That might be, perhaps the only thing that
we want… when we go out to shops aimlessly for purchasing something that could
solve our insatiable desire for stimulation, something that would rouse us from
the boredom of our existence.
It isn’t strange then that millions of us
line outside apple stores as some sell their kidneys and buy happiness contained
in that small screen. Perhaps we like purchasing luxury items for the purpose
of showing to our fellow humans that we too have an intrinsic value comparable
to the item that we are carrying around. More importantly, perhaps we want
others to know that we have the resources to be able to afford the items on our
hands. External validation vs internal insecurity?

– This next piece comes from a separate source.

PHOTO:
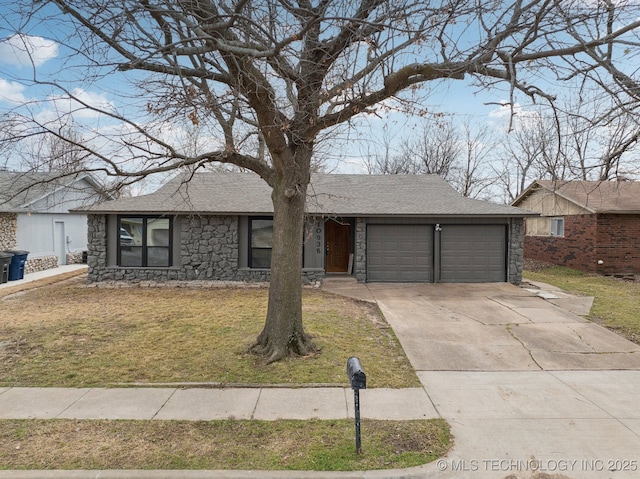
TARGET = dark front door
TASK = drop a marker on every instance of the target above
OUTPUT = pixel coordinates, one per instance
(337, 247)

I don't think that man searched for happiness
so intensely ever before. Singled out of the bouquet of emotions that attack
our senses every living second, we want only happiness to last. In the past years
when money appeared and we could buy amazing things form a piece of paper and
not barter and exchange that the tendency to hoard begin. Can we thus hoard
happiness…..? Well we have the means to get the basic human requirements
fulfilled and yes we have the means to get things that add to the clutter.. do
they give us happiness?
Thoreau had once remarked that it’s not we
who possess, rather our possessions possess us. They bind us to them and strip
the humans of their carefree, giving, happy nature. We become zealous guardians
of our hoards, which each one of us keeps hidden in the most secret part of the
world so that no one… no one, not even we ourselves can get to it.
Keeping up with Johnsons, or the
Kardashians lately has been the sole purpose of many a lives. We want faster pc’s,
cars, better accessories, bigger homes. These very desires take over our psyche
and as we slavishly follow the glitter of the brightest screen available in the
markets. A donkey might tire of chasing the carrot around, but keep on
replacing the carrot with a cucumber and you’ll get a perpetual motion donkey.